You do however get your standard pitch and modulation features that are perfect for adding bits of nuance to your music. Even with 88 keys, they still give you Octave Up and Down buttons, great for keyswitches or other production tricks.
As for the connectivity, you get a single sustain pedal input, one aux pedal input, and a MIDI output. There is also a standard USB cable for transferring data and power.
Bottom Line: Simplicity and Credibility are the best two words we can think of to describe the Alesis Q88. While it isn’t the most exciting MIDI keyboard in the world, it gives you everything you need to get started, and beginners will absolutely love it.
The Icon iKeyboard8X is a reasonably simple MIDI keyboard, perfect for those who want something sleek that won’t take up too much real estate.
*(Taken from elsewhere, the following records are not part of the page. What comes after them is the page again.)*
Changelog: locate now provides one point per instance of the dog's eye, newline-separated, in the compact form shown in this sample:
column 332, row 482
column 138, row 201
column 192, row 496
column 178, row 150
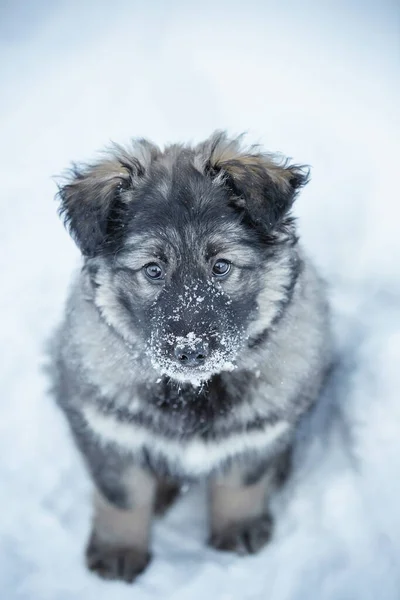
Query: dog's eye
column 221, row 268
column 153, row 271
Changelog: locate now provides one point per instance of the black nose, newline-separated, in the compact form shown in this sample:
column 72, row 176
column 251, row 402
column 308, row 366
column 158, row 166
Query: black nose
column 191, row 355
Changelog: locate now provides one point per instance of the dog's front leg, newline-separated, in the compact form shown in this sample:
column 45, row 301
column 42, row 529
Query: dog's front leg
column 118, row 547
column 239, row 517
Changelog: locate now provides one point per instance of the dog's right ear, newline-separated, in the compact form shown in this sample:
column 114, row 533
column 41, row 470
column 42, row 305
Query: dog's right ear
column 92, row 198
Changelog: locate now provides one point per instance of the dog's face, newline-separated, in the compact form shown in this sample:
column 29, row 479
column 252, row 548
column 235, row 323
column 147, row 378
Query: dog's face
column 188, row 251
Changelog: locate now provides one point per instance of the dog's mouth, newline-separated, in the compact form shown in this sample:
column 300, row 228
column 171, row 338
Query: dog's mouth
column 191, row 360
column 194, row 375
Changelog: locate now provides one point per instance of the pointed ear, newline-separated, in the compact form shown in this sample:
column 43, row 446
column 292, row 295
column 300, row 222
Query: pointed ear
column 92, row 198
column 262, row 185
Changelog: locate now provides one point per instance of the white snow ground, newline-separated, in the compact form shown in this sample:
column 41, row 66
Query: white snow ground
column 316, row 81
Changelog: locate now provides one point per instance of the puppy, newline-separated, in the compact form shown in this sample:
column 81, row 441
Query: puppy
column 195, row 337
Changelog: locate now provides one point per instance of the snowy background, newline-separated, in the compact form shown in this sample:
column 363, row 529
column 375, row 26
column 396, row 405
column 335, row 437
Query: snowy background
column 314, row 80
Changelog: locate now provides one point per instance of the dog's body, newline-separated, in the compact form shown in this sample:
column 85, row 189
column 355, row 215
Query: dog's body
column 195, row 338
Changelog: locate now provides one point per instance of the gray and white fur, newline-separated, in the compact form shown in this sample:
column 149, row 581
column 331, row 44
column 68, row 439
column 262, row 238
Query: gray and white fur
column 195, row 337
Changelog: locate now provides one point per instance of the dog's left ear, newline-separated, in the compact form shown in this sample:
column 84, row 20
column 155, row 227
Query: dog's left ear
column 93, row 200
column 261, row 185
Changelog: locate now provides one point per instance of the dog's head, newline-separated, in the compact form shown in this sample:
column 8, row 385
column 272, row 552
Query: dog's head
column 188, row 251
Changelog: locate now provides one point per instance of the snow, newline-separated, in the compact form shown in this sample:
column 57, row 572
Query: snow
column 314, row 80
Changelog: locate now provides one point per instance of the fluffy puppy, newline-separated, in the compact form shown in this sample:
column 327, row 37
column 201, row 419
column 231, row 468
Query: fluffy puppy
column 195, row 337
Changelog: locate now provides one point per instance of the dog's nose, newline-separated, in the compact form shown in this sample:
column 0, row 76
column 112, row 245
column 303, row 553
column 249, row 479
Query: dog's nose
column 191, row 355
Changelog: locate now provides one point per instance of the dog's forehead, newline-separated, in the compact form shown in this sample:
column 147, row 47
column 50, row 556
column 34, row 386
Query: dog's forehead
column 178, row 207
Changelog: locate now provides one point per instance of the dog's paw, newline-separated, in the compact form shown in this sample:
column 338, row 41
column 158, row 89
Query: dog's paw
column 114, row 562
column 247, row 537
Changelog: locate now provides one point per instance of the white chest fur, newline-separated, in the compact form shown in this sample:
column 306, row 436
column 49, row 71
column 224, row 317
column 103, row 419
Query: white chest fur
column 195, row 456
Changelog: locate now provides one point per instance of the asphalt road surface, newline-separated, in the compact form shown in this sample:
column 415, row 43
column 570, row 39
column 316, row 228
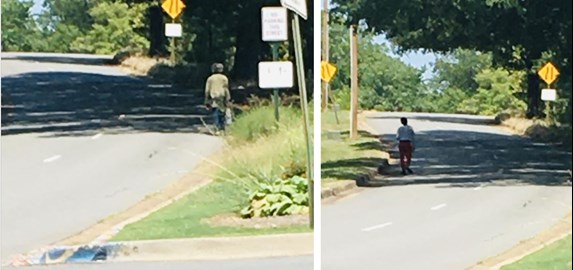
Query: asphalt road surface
column 287, row 263
column 82, row 141
column 486, row 191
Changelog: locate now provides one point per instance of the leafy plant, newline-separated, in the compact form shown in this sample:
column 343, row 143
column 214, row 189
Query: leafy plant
column 278, row 198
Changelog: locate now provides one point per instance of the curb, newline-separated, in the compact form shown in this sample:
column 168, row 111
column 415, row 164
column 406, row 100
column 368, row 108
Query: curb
column 528, row 247
column 213, row 248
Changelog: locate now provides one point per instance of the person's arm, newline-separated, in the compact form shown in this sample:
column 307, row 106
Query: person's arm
column 207, row 92
column 227, row 92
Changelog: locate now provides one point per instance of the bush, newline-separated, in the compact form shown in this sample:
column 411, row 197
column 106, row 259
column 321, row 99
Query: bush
column 278, row 198
column 260, row 121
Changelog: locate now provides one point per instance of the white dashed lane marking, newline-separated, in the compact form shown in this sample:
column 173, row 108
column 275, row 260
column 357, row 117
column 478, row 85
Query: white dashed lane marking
column 437, row 207
column 380, row 226
column 97, row 136
column 52, row 159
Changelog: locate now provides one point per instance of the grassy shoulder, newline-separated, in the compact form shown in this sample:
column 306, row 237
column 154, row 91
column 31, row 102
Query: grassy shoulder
column 258, row 150
column 553, row 257
column 539, row 130
column 343, row 158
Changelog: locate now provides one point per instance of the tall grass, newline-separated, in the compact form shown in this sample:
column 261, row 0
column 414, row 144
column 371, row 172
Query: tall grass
column 260, row 149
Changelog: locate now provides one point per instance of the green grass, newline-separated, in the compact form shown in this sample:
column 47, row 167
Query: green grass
column 342, row 158
column 182, row 219
column 254, row 155
column 556, row 256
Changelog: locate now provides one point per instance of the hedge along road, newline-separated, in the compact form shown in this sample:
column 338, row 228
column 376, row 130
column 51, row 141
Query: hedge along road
column 479, row 192
column 82, row 141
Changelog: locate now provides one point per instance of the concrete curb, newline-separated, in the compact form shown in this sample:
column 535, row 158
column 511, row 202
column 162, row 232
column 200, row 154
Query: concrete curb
column 223, row 248
column 549, row 236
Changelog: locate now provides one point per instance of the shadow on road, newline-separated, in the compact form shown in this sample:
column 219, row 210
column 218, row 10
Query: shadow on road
column 79, row 104
column 447, row 119
column 457, row 157
column 92, row 61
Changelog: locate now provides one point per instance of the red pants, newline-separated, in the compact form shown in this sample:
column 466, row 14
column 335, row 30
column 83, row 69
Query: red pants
column 405, row 148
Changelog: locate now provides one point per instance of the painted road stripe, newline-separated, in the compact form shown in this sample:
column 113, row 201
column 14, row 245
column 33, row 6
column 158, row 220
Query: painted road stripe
column 439, row 206
column 95, row 137
column 51, row 159
column 377, row 227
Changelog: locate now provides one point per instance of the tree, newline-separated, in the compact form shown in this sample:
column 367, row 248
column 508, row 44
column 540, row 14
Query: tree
column 385, row 82
column 515, row 32
column 18, row 27
column 113, row 29
column 459, row 68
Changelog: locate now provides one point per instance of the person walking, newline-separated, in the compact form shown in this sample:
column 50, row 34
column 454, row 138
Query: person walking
column 405, row 137
column 217, row 96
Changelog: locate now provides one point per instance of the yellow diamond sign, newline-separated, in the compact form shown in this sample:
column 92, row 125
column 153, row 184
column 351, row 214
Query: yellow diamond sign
column 173, row 7
column 548, row 73
column 327, row 71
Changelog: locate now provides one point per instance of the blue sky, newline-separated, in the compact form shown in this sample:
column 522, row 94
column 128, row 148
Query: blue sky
column 415, row 59
column 37, row 6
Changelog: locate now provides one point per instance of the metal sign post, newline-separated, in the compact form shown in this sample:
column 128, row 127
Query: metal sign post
column 274, row 29
column 304, row 106
column 173, row 9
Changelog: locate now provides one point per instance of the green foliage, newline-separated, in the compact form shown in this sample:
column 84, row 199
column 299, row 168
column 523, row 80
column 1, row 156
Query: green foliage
column 18, row 27
column 497, row 93
column 114, row 29
column 458, row 69
column 385, row 82
column 278, row 198
column 260, row 121
column 516, row 33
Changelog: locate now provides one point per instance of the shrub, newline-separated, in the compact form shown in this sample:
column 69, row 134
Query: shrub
column 278, row 198
column 260, row 121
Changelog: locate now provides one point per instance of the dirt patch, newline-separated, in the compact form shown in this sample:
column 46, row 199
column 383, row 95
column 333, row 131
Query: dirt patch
column 233, row 220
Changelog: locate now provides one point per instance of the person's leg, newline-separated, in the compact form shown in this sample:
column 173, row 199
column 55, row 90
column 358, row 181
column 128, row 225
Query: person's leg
column 408, row 155
column 216, row 118
column 402, row 149
column 222, row 120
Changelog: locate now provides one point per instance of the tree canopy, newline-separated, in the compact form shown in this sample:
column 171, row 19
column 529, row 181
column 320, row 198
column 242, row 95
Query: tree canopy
column 517, row 33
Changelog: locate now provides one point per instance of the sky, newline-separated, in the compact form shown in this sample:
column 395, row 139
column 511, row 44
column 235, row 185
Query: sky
column 415, row 59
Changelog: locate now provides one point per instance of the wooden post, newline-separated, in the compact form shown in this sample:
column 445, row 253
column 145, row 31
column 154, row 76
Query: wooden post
column 353, row 83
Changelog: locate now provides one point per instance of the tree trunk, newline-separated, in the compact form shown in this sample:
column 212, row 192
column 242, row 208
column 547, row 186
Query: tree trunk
column 156, row 32
column 533, row 96
column 249, row 46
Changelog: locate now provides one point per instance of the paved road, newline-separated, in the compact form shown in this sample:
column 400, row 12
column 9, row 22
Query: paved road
column 69, row 159
column 488, row 191
column 288, row 263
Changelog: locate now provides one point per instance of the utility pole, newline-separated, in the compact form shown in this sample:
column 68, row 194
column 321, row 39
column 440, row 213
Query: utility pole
column 325, row 52
column 353, row 82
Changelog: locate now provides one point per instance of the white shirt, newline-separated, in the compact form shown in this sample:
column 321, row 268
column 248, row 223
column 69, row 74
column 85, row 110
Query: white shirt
column 405, row 133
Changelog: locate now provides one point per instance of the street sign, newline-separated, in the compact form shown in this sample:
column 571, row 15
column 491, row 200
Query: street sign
column 548, row 73
column 297, row 6
column 548, row 94
column 173, row 30
column 274, row 22
column 173, row 7
column 276, row 74
column 327, row 71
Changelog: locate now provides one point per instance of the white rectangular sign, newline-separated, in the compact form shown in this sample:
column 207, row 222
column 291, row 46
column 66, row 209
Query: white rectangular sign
column 298, row 6
column 173, row 30
column 276, row 75
column 548, row 94
column 274, row 23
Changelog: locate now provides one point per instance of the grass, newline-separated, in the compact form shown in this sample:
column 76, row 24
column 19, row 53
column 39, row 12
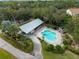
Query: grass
column 5, row 55
column 51, row 55
column 13, row 42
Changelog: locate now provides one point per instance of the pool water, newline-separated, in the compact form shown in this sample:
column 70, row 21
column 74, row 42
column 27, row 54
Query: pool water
column 49, row 35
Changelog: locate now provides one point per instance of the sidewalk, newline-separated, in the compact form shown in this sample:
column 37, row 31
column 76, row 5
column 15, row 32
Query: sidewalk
column 16, row 52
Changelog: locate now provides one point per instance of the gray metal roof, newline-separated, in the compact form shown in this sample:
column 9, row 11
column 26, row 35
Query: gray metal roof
column 31, row 25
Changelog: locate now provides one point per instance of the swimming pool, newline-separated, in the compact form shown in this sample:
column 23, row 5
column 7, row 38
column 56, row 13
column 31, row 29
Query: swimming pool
column 49, row 35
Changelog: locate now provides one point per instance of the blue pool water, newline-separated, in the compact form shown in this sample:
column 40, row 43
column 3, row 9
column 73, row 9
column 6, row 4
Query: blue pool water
column 49, row 35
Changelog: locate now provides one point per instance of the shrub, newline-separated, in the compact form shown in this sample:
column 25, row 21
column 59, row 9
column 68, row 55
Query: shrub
column 59, row 49
column 50, row 47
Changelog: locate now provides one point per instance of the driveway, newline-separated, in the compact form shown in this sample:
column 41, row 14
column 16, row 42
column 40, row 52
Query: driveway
column 16, row 52
column 37, row 47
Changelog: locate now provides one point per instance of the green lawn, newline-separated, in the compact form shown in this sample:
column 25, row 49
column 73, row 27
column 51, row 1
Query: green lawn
column 51, row 55
column 28, row 48
column 5, row 55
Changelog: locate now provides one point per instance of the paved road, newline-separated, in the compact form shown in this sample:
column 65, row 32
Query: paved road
column 37, row 47
column 16, row 52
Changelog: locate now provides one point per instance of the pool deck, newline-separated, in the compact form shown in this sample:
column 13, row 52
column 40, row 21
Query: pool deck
column 58, row 41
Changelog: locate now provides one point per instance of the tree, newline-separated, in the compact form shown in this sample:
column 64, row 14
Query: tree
column 5, row 25
column 13, row 30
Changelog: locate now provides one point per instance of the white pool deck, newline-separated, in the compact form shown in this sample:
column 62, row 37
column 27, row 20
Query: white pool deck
column 58, row 40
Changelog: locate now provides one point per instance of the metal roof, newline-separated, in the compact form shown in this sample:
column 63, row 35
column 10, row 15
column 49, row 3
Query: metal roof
column 31, row 25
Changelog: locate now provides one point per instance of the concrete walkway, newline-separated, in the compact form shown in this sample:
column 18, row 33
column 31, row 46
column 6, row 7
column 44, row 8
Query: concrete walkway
column 16, row 52
column 20, row 54
column 37, row 47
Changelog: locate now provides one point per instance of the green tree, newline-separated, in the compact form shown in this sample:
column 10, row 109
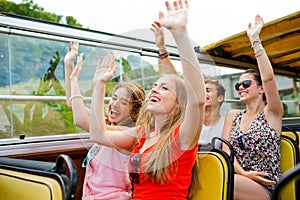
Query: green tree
column 29, row 9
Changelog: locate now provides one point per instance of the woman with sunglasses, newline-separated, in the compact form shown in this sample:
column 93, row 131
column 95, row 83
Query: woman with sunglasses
column 165, row 141
column 255, row 131
column 104, row 179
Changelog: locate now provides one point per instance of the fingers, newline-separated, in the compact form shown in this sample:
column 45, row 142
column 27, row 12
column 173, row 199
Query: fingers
column 168, row 6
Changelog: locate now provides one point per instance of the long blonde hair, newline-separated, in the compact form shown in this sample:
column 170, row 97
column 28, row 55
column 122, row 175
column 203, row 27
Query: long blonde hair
column 157, row 164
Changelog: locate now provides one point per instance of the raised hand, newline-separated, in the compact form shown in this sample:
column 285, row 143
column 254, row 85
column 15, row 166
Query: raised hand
column 73, row 52
column 176, row 19
column 255, row 29
column 158, row 31
column 105, row 71
column 76, row 71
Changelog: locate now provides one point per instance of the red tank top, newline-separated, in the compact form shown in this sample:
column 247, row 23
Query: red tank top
column 177, row 187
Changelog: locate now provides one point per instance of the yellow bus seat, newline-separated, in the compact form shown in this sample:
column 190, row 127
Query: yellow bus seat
column 26, row 186
column 216, row 175
column 289, row 159
column 37, row 180
column 289, row 132
column 289, row 177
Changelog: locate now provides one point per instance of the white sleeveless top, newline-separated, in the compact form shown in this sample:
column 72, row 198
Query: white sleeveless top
column 107, row 176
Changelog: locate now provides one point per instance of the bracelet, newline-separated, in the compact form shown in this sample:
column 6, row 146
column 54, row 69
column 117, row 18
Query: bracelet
column 259, row 52
column 255, row 43
column 163, row 55
column 76, row 96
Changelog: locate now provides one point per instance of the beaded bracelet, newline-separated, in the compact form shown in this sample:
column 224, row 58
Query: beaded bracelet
column 255, row 43
column 76, row 96
column 163, row 55
column 259, row 52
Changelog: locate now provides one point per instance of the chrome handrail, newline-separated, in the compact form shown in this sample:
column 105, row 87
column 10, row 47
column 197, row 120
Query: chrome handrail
column 40, row 98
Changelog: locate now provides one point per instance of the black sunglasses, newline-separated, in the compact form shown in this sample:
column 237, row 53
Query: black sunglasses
column 245, row 84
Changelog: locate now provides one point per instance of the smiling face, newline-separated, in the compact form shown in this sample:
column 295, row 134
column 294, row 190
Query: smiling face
column 211, row 95
column 251, row 92
column 120, row 106
column 162, row 97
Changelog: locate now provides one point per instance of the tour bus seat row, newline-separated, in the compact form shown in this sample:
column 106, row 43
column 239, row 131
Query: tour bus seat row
column 289, row 151
column 290, row 177
column 215, row 173
column 38, row 180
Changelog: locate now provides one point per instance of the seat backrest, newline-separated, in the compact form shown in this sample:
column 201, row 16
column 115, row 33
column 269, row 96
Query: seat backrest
column 289, row 158
column 216, row 175
column 289, row 132
column 27, row 186
column 33, row 180
column 290, row 177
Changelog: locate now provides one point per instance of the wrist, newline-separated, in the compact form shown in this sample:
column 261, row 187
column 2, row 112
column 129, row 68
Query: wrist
column 163, row 55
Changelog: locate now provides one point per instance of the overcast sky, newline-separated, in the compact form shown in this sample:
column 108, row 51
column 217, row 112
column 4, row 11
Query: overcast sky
column 209, row 21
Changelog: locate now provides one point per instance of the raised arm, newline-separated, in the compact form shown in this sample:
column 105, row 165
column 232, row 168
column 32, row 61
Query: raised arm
column 176, row 22
column 274, row 109
column 74, row 98
column 69, row 59
column 81, row 114
column 165, row 61
column 117, row 137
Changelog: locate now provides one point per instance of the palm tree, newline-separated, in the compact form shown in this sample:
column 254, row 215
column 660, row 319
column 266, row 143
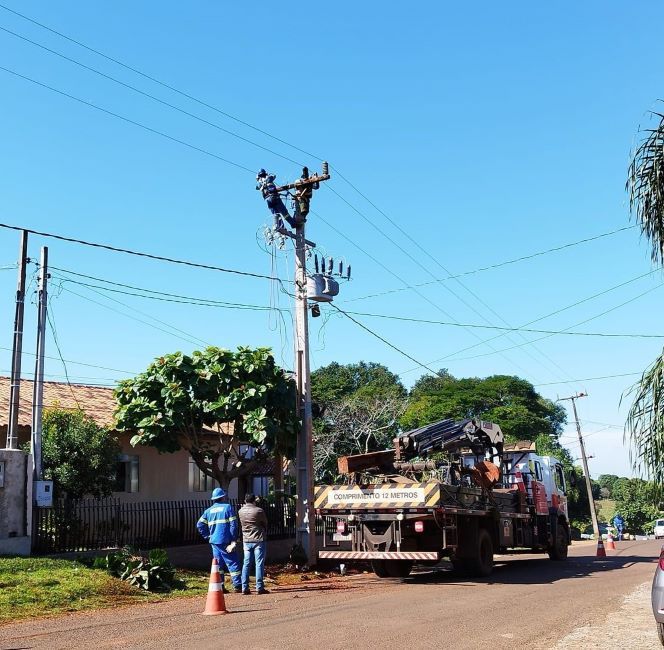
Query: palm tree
column 645, row 420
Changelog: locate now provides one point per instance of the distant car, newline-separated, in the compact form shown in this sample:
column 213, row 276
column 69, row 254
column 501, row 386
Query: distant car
column 659, row 529
column 657, row 596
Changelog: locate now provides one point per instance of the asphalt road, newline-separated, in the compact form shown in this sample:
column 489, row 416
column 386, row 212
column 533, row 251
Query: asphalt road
column 528, row 602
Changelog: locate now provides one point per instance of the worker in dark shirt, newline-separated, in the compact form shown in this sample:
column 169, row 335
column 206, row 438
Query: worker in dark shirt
column 302, row 198
column 253, row 521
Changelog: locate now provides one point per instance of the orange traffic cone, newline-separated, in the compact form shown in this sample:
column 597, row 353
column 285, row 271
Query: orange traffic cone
column 600, row 548
column 215, row 601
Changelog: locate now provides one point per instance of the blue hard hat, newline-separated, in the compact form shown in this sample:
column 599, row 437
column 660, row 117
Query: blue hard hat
column 217, row 493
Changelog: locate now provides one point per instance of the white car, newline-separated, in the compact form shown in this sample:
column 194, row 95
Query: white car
column 659, row 529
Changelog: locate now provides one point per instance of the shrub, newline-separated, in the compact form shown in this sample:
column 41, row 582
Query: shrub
column 152, row 573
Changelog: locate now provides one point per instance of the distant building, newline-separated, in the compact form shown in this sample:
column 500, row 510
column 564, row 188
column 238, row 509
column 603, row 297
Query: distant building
column 142, row 473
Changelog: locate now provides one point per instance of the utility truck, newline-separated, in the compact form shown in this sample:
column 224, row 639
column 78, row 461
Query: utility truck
column 450, row 490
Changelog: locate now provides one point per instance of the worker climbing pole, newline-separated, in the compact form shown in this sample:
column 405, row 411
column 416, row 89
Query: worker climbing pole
column 301, row 192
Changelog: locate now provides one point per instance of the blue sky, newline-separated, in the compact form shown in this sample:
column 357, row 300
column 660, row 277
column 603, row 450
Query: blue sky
column 486, row 131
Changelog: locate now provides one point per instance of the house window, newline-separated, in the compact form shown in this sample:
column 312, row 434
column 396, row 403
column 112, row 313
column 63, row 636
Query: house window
column 126, row 474
column 198, row 480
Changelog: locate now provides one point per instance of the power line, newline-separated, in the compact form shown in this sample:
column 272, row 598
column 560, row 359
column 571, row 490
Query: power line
column 148, row 95
column 160, row 83
column 201, row 119
column 179, row 141
column 184, row 336
column 497, row 265
column 51, row 324
column 553, row 313
column 507, row 329
column 587, row 320
column 384, row 340
column 127, row 119
column 579, row 381
column 151, row 256
column 209, row 302
column 152, row 294
column 77, row 363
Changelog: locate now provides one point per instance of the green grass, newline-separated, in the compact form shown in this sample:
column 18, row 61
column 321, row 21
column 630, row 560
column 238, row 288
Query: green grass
column 31, row 587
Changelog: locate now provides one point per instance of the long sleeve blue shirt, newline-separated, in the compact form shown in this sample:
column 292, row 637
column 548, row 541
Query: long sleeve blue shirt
column 218, row 524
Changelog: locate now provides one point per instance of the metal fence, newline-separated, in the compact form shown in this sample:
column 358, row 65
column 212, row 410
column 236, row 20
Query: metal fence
column 91, row 524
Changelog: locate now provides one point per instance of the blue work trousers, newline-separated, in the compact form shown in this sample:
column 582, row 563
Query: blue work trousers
column 229, row 560
column 253, row 552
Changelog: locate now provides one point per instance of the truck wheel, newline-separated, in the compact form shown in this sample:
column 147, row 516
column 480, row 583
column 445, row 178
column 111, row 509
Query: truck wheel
column 559, row 549
column 378, row 567
column 398, row 568
column 481, row 565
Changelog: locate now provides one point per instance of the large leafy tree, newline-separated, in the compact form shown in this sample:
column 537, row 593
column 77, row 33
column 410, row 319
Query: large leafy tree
column 645, row 184
column 636, row 501
column 79, row 456
column 229, row 410
column 511, row 402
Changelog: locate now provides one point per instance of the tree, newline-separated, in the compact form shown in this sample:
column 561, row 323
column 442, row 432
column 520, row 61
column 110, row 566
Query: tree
column 355, row 425
column 636, row 502
column 229, row 410
column 79, row 456
column 335, row 381
column 645, row 420
column 361, row 403
column 511, row 402
column 606, row 482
It comes complete with full-sized keys that are semi-weighted and are wrapped up in a tough metal enclosure.
Though it doesn’t come with many bells and whistles, you do get the standard pitch bend and modulation wheels, as well as the Octave and Transpose buttons. You also get a pretty standard transport section for playback within your DAW.
The most unique features would be the LED controls. For starters, the backlit LED touch fader is excellent for riding faders in your DAW and syncs up automatically when dealing with a specific channel. You also have the rotary LED ring that can be set to control different parameters in your DAW’s interface or within your plugins.
The fact that every control on here is set to panel on the right may take a while to get used to, though for a simple, yet modernized MIDI keyboard, you have quite a bit for the price.
Bottom Line: The Icon ICOK iKeyboard 8X is sleek and modern without the cost. If you’re looking for an 88 key space saver with a unique and straightforward layout, we highly recommend checking it out.
88 Keys Please
From the ultra-realistic to the feature-full to the simple, yet elegant, having an 88 key controller can be great for many reasons.
It opens up your creative boundaries as a producer or composer, allowing you to explore music in a wider range. It gives pianists a sense of realism that they can connect to their traditional playing.
If you’re serious about getting an all-around, one-of-a-kind keyboard that can bring your production to the next level, look no further than the Akai Professional MK88.
On the other hand, if you’re on a budget, or maybe want something that is simple for the simple jobs you need to get done, save your cash and buy the M-Audio Keystation 88 II.